雷蔵が叫び、それを怒鳴りながら撒こうとする文次郎。
兵助が指示を出し、追走していた影が散らばる。
前後左右から襲い来る6人から身を翻し逃れる文次郎は、流石ギンギンに忍者していると言うだけある。

「ハチ!!」

「おう!!」

雷蔵に呼ばれた八左ヱ門が、彼と共に文次郎へと手を伸ばす。力自慢の彼らに両腕を掴まれた文次郎は舌打ちするも、すぐさま状態を屈め2人を引き寄せ、雷蔵の鳩尾に蹴りを浴びせる。
強烈な蹴りを貰った雷蔵はたたらを踏み、思わず手を離してしまう。

「雷蔵!!」

「バカタレ!!集中せんか!!」

げほげほと咳き込む友人を心配して意識を向けた八左ヱ門にそう怒鳴り、文次郎は体格の良い彼をいとも容易く投げ飛ばした。
その隙に背後に跳び付いた勘右衛門が羽交い絞めにするも、同じように背負い投げられる。

「三郎!!追い詰めろ!!」

兵助が寸鉄を打ちながら三郎に指示を飛ばし、文次郎の移動範囲を制限する。
太い木に囲まれた少しだけ開けた場所に誘導されてしまった文次郎は獰猛に笑い、連投される標刀を袋槍で弾き飛ばし、一瞬の隙を付いて三郎を殴り飛ばし、左足に向かって飛んできた澄姫の鎖分銅を掴み引き寄せ、釣られてきた彼女の体を組み伏せその白い首に槍先を突きつけた。

「クッソ…!!」

澄姫の首に突きつけられる槍先に身動きがとれなくなった兵助が悔しそうに唸る。
それを鼻で笑った文次郎が、鍛錬が足りん、と袋槍を退けて立ち上がったその時、澄姫がにやりと笑った。

「油断大敵、火がボーボー…ですよ『潮江先輩』」

「なっ…!!!」

級友である彼女から発せられたその低い声に、驚いてその場から飛び退こうとした文次郎に背後から、聞き慣れた鈴を転がすような笑い声。

「ごめんなさいね」

甘い声で謝罪が囁かれた直後、彼の体に雷に打たれたような衝撃が走った。



−−アッー!!!!



そんな声にならない悲鳴を上げて、文次郎は地面に倒れ込む。
その背後から姿を現したのは、“雷蔵”の顔を右手にぶら下げ高々と片脚を掲げた澄姫だった。
振り上げていた美脚で悶える文次郎をやんわりと踏みつけ、腕を組むその姿はまさに女王様という表現が相応しい。

「容赦ねぇ…!!!」

「同じ男として、辛いです…!!!」

鳩尾を押さえた雷蔵を支えながらひょこひょこと戻ってきた八左ヱ門が涙を滲ませ呟き、兵助が同意するように頷き目を覆う。
蹴り上げられた股間を押さえて蹲ったままの文次郎が、何とか顔を上げて澄姫を睨みつける。しかし彼の目にいつもの迫力はなく、涙も浮かんでいた。

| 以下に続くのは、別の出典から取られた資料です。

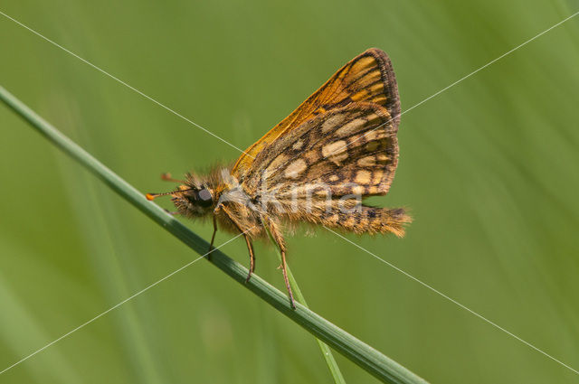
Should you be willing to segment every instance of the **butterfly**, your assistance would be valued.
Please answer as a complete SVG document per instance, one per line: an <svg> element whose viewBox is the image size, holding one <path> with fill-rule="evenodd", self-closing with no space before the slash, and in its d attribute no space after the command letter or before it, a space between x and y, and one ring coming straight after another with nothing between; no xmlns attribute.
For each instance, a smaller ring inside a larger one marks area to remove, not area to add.
<svg viewBox="0 0 579 384"><path fill-rule="evenodd" d="M338 70L296 110L250 146L233 166L189 173L171 195L176 212L213 217L218 228L242 234L255 269L252 240L271 239L295 308L287 274L288 227L323 225L357 234L404 234L410 216L402 208L365 204L388 192L398 164L400 99L390 59L373 48Z"/></svg>

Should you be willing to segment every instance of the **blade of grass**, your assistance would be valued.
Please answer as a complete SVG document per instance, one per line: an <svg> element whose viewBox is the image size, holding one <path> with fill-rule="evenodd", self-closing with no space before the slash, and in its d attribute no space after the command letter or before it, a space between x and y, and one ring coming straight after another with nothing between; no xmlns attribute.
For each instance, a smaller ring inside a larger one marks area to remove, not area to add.
<svg viewBox="0 0 579 384"><path fill-rule="evenodd" d="M23 117L54 145L86 167L114 192L189 246L193 250L201 255L207 251L209 243L187 227L181 224L181 222L175 220L162 208L148 201L143 193L139 192L132 185L94 158L90 154L43 119L3 87L0 87L0 100ZM398 364L396 361L352 336L341 328L338 328L303 304L298 303L296 304L297 308L292 310L286 295L280 292L259 276L253 275L252 280L250 280L249 283L245 283L245 277L248 273L247 268L227 257L219 249L212 253L210 262L306 331L324 341L346 359L352 361L382 381L388 383L426 382L423 379Z"/></svg>
<svg viewBox="0 0 579 384"><path fill-rule="evenodd" d="M271 236L271 232L270 232L270 229L265 227L265 230L268 232L270 240L271 240L271 242L275 244L276 246L275 248L278 251L277 252L278 258L280 260L280 263L281 263L281 249L280 249L280 247L278 247L278 243L275 242L275 240L273 239L273 236ZM299 289L299 286L298 286L298 282L296 281L296 278L293 276L293 274L291 273L291 269L290 269L290 266L286 266L286 271L288 272L288 279L290 280L290 286L291 286L291 290L293 291L293 295L295 298L297 299L298 302L301 303L306 308L309 308L308 306L308 303L306 302L306 298L301 293L301 289ZM316 338L316 342L318 342L318 346L319 347L319 350L322 352L322 356L326 361L326 364L327 365L327 368L329 369L332 378L334 379L334 382L336 384L346 384L344 376L342 376L342 372L340 371L340 368L337 366L337 362L336 361L336 359L332 354L332 351L329 349L327 344L322 342L321 340Z"/></svg>

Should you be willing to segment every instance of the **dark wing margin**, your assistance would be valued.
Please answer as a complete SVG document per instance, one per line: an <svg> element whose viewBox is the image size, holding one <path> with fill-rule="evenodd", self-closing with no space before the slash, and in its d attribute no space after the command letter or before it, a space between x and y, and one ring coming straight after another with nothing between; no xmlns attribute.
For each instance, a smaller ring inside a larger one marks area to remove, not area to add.
<svg viewBox="0 0 579 384"><path fill-rule="evenodd" d="M232 174L240 181L251 177L255 169L261 167L255 164L258 155L273 142L320 114L360 102L384 108L393 126L398 127L401 109L396 79L388 55L377 48L371 48L348 61L296 110L250 146L233 165Z"/></svg>

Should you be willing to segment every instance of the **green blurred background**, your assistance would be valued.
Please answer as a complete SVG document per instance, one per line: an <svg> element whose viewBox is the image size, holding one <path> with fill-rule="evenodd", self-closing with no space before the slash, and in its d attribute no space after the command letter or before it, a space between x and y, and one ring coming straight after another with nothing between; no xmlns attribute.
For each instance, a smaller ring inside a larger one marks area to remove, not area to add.
<svg viewBox="0 0 579 384"><path fill-rule="evenodd" d="M577 1L3 2L0 10L245 148L368 47L403 110ZM384 206L353 241L579 369L579 16L402 118ZM0 15L0 84L143 192L239 153ZM0 106L0 370L197 257ZM167 201L159 204L169 208ZM208 239L211 224L187 222ZM231 239L220 233L217 244ZM312 309L434 383L579 383L320 229L289 240ZM247 265L242 240L223 248ZM272 248L257 273L282 288ZM348 383L375 379L341 356ZM7 383L330 383L313 338L204 261L0 375Z"/></svg>

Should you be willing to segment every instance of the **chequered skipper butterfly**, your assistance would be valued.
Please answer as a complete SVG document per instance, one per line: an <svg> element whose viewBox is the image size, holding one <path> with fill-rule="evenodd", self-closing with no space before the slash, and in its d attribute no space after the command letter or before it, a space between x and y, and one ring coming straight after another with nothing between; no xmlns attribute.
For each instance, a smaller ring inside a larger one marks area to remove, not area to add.
<svg viewBox="0 0 579 384"><path fill-rule="evenodd" d="M398 164L396 132L400 100L388 56L370 49L356 56L288 117L250 146L232 167L206 175L187 173L171 195L177 213L213 215L218 224L242 233L255 268L252 240L268 232L280 249L286 271L282 226L300 222L355 233L402 237L411 221L403 209L371 207L362 198L388 192Z"/></svg>

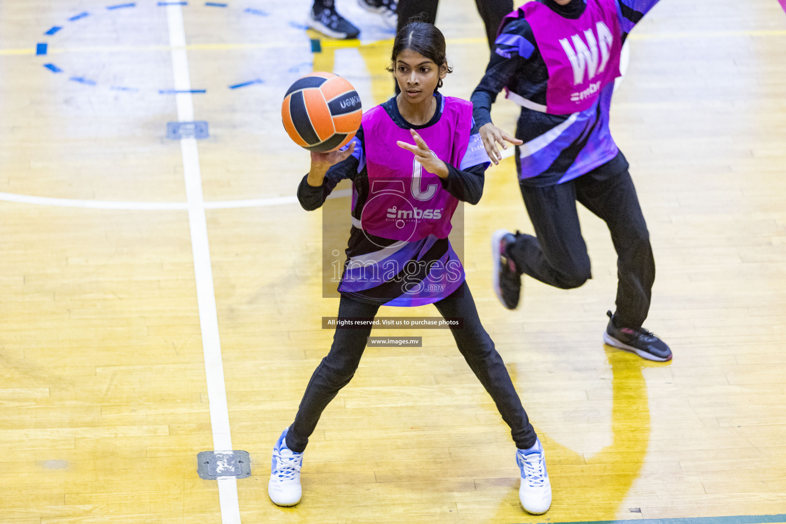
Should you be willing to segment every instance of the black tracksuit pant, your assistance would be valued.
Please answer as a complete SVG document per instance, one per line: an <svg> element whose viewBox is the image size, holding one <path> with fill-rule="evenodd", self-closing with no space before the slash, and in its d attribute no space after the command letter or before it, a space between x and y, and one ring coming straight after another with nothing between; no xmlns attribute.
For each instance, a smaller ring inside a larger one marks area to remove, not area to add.
<svg viewBox="0 0 786 524"><path fill-rule="evenodd" d="M617 251L619 327L640 328L655 282L655 258L636 189L622 153L578 178L543 187L520 183L535 236L520 233L508 254L519 273L562 289L591 278L576 202L605 221Z"/></svg>
<svg viewBox="0 0 786 524"><path fill-rule="evenodd" d="M434 305L443 317L464 319L463 328L450 328L458 350L491 395L502 420L510 427L516 447L521 449L531 448L538 438L535 431L521 405L501 357L480 324L467 283L464 282L458 289ZM378 310L379 306L343 296L339 304L338 317L373 318ZM289 427L287 447L290 449L300 453L306 449L308 438L314 433L322 411L354 375L370 333L370 326L362 328L336 328L330 352L311 376L295 422Z"/></svg>

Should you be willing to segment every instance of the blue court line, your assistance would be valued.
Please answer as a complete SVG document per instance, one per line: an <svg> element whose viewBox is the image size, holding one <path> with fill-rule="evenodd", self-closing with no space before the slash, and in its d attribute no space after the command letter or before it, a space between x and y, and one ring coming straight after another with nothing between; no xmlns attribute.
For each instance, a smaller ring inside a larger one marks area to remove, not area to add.
<svg viewBox="0 0 786 524"><path fill-rule="evenodd" d="M263 83L261 79L255 79L251 82L244 82L241 84L235 84L234 86L230 86L230 89L237 89L238 87L245 87L246 86L251 86L252 84L261 84Z"/></svg>
<svg viewBox="0 0 786 524"><path fill-rule="evenodd" d="M160 90L159 94L178 94L178 93L207 93L208 90L204 89L193 89L185 90L178 90L175 89L164 89Z"/></svg>
<svg viewBox="0 0 786 524"><path fill-rule="evenodd" d="M79 14L76 15L75 16L72 16L71 18L68 19L68 21L69 22L75 22L78 20L81 20L82 18L84 18L86 16L90 16L90 13L88 13L87 11L85 11L84 13L80 13Z"/></svg>
<svg viewBox="0 0 786 524"><path fill-rule="evenodd" d="M266 11L263 11L262 9L255 9L254 8L252 7L247 7L244 11L244 13L250 13L252 15L257 15L258 16L266 16L268 14Z"/></svg>
<svg viewBox="0 0 786 524"><path fill-rule="evenodd" d="M299 71L300 71L300 68L305 68L307 65L310 66L312 64L313 64L312 62L303 62L301 64L298 64L297 65L293 65L292 67L287 69L287 71L290 73L296 73Z"/></svg>
<svg viewBox="0 0 786 524"><path fill-rule="evenodd" d="M765 522L786 522L786 514L781 515L740 515L731 517L686 517L684 519L641 519L630 520L594 520L581 522L542 522L541 524L630 524L631 522L644 524L764 524Z"/></svg>
<svg viewBox="0 0 786 524"><path fill-rule="evenodd" d="M86 86L95 86L95 80L90 80L86 79L83 76L72 76L69 80L73 80L74 82L79 82L80 84L85 84Z"/></svg>

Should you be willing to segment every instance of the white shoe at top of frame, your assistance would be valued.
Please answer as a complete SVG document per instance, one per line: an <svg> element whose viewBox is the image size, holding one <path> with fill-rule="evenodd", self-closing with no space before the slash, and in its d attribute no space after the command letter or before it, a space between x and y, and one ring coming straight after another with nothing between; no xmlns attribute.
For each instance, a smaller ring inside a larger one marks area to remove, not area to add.
<svg viewBox="0 0 786 524"><path fill-rule="evenodd" d="M516 463L521 471L519 500L532 515L542 515L551 508L551 481L545 469L545 455L540 439L529 449L517 449Z"/></svg>

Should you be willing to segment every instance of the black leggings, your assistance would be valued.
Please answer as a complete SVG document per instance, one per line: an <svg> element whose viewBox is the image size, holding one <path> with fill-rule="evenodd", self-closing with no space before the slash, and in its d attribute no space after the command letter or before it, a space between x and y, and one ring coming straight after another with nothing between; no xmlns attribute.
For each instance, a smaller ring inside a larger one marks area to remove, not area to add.
<svg viewBox="0 0 786 524"><path fill-rule="evenodd" d="M519 234L508 253L519 273L570 289L591 277L576 201L605 221L617 251L615 324L640 328L647 318L655 282L655 258L627 162L617 158L563 184L521 185L537 236Z"/></svg>
<svg viewBox="0 0 786 524"><path fill-rule="evenodd" d="M425 13L425 21L434 24L437 17L437 5L439 0L399 0L396 13L399 14L399 27L400 30L413 16ZM499 28L502 17L513 10L513 0L475 0L478 6L478 13L486 24L486 38L489 41L489 48L494 49L494 42L497 39L497 30Z"/></svg>
<svg viewBox="0 0 786 524"><path fill-rule="evenodd" d="M537 438L534 428L527 418L501 357L480 324L467 283L463 283L451 295L434 305L443 317L464 319L462 329L450 328L458 350L491 395L502 420L510 427L516 447L531 448ZM379 306L341 297L339 318L372 318L378 310ZM322 411L354 375L370 333L370 327L336 328L330 353L314 371L300 401L295 422L289 427L287 447L290 449L300 453L306 449L308 438L314 433Z"/></svg>

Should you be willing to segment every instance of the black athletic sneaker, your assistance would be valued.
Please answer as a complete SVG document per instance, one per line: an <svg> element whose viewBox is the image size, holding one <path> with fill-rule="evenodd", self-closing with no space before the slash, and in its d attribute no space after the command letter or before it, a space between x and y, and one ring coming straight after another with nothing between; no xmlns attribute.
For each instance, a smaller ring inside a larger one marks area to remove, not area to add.
<svg viewBox="0 0 786 524"><path fill-rule="evenodd" d="M654 334L644 328L618 328L614 325L612 312L608 311L606 314L608 315L608 326L603 333L603 341L605 343L612 347L635 353L648 361L666 362L671 360L671 350Z"/></svg>
<svg viewBox="0 0 786 524"><path fill-rule="evenodd" d="M388 27L395 29L399 22L396 15L396 0L358 0L358 3L366 11L376 13L382 16L382 20Z"/></svg>
<svg viewBox="0 0 786 524"><path fill-rule="evenodd" d="M356 38L360 35L360 29L340 15L333 2L330 2L329 7L323 5L318 9L315 5L311 8L308 15L308 25L332 38Z"/></svg>
<svg viewBox="0 0 786 524"><path fill-rule="evenodd" d="M491 280L497 298L509 310L516 308L521 296L521 276L506 251L515 241L516 236L507 229L497 229L491 235Z"/></svg>

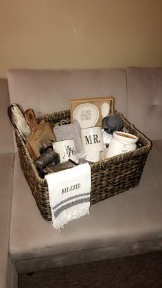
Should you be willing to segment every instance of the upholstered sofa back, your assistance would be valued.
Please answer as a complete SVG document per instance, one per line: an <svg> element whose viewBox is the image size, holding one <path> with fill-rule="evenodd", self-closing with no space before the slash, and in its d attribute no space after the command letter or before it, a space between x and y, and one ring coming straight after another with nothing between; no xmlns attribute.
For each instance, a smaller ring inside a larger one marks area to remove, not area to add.
<svg viewBox="0 0 162 288"><path fill-rule="evenodd" d="M115 108L151 140L162 138L162 68L12 69L11 103L36 113L69 109L72 98L113 96Z"/></svg>
<svg viewBox="0 0 162 288"><path fill-rule="evenodd" d="M9 104L7 79L0 78L0 153L13 151L12 126L7 113Z"/></svg>

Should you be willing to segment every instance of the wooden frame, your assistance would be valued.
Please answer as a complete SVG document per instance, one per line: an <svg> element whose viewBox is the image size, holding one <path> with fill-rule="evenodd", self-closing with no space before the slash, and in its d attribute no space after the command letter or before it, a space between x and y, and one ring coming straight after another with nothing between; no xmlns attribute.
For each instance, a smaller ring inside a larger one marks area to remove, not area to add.
<svg viewBox="0 0 162 288"><path fill-rule="evenodd" d="M102 126L102 119L113 113L113 96L71 99L70 100L71 122L76 119L80 128Z"/></svg>

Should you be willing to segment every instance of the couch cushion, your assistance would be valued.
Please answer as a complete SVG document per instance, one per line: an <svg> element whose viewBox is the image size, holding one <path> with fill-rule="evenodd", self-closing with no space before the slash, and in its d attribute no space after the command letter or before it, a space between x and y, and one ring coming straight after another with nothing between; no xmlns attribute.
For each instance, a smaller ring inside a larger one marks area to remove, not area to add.
<svg viewBox="0 0 162 288"><path fill-rule="evenodd" d="M10 253L19 271L162 249L161 149L155 141L137 187L92 206L62 233L43 219L16 155Z"/></svg>
<svg viewBox="0 0 162 288"><path fill-rule="evenodd" d="M162 68L127 68L128 120L151 140L162 139Z"/></svg>
<svg viewBox="0 0 162 288"><path fill-rule="evenodd" d="M69 109L72 98L114 96L126 114L126 80L123 69L13 69L8 73L11 103L24 109L51 113Z"/></svg>
<svg viewBox="0 0 162 288"><path fill-rule="evenodd" d="M13 151L12 125L8 116L10 105L7 79L0 78L0 153Z"/></svg>
<svg viewBox="0 0 162 288"><path fill-rule="evenodd" d="M10 265L8 259L8 243L10 227L12 181L14 170L14 155L0 154L0 287L6 287Z"/></svg>

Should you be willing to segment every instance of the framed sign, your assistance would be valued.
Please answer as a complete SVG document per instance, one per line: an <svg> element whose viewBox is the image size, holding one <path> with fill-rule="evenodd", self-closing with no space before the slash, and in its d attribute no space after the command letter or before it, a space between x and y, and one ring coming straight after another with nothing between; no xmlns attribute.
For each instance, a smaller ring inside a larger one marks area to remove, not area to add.
<svg viewBox="0 0 162 288"><path fill-rule="evenodd" d="M70 100L71 122L76 119L80 128L102 126L102 119L113 113L112 96Z"/></svg>

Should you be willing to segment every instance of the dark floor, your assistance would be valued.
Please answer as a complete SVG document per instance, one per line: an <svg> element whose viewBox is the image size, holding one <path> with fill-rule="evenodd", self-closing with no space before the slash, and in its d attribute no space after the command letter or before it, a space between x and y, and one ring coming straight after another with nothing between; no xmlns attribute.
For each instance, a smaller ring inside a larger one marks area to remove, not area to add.
<svg viewBox="0 0 162 288"><path fill-rule="evenodd" d="M20 274L19 288L162 288L162 251Z"/></svg>

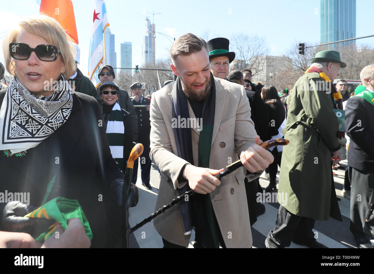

「うふふ…いつもギンギンでシュンビンな文次郎が無様なものね」

「いや、ギンギンっつーかビンビンっつーかキンキンっつーか」

「三郎、お前Mなの?」

「違ぇよ!!!とも言い切れないのがちょっと悲しい…」

組み伏せられた時に付いた葉っぱを払い落とし、澄姫の顔からいつもの雷蔵の顔へと戻しながらそう茶々を入れる三郎に、勘右衛門が妙な疑問をぶつけ、聞きたくないカミングアウトに雷蔵が苦笑する。

「クソ…鉢屋と、入れ替わって…やがったか…」

「そうよ、よくも遠慮なく殴ってくれたわね」

「なん、て、こと、しや…がる…!!」

「あら、卑怯だとでも言いたいの?どんな手を使っても目的を達成するのが忍者だって貴方いつも言ってるじゃない」

何とか前屈みながらも体を起こした文次郎にぐっと顔を近付けて、澄姫は挑発的に笑う。

「使いモンに、ならなくなったら、どーすんだ…ッ!!!」

結局何も言い返せなかった文次郎は、唸りながら悔し紛れのようにそう吐き捨てた。



「それは大変、じゃあ確かめてあげましょうか?」

ケタケタとそう笑う澄姫が文次郎の文次郎に手を伸ばしたら、彼は大慌てでゴロゴロと転がって木の洞に嵌った。


そんな彼を縄で縛り、意気揚々と学園長の庵へと届けた彼らの頑張りは後に一言一句洩らさず正確に学園中へと広まり、1人の男が学園中の者に優しくされた。



→何はともあれ、5年生の課題見事合格!!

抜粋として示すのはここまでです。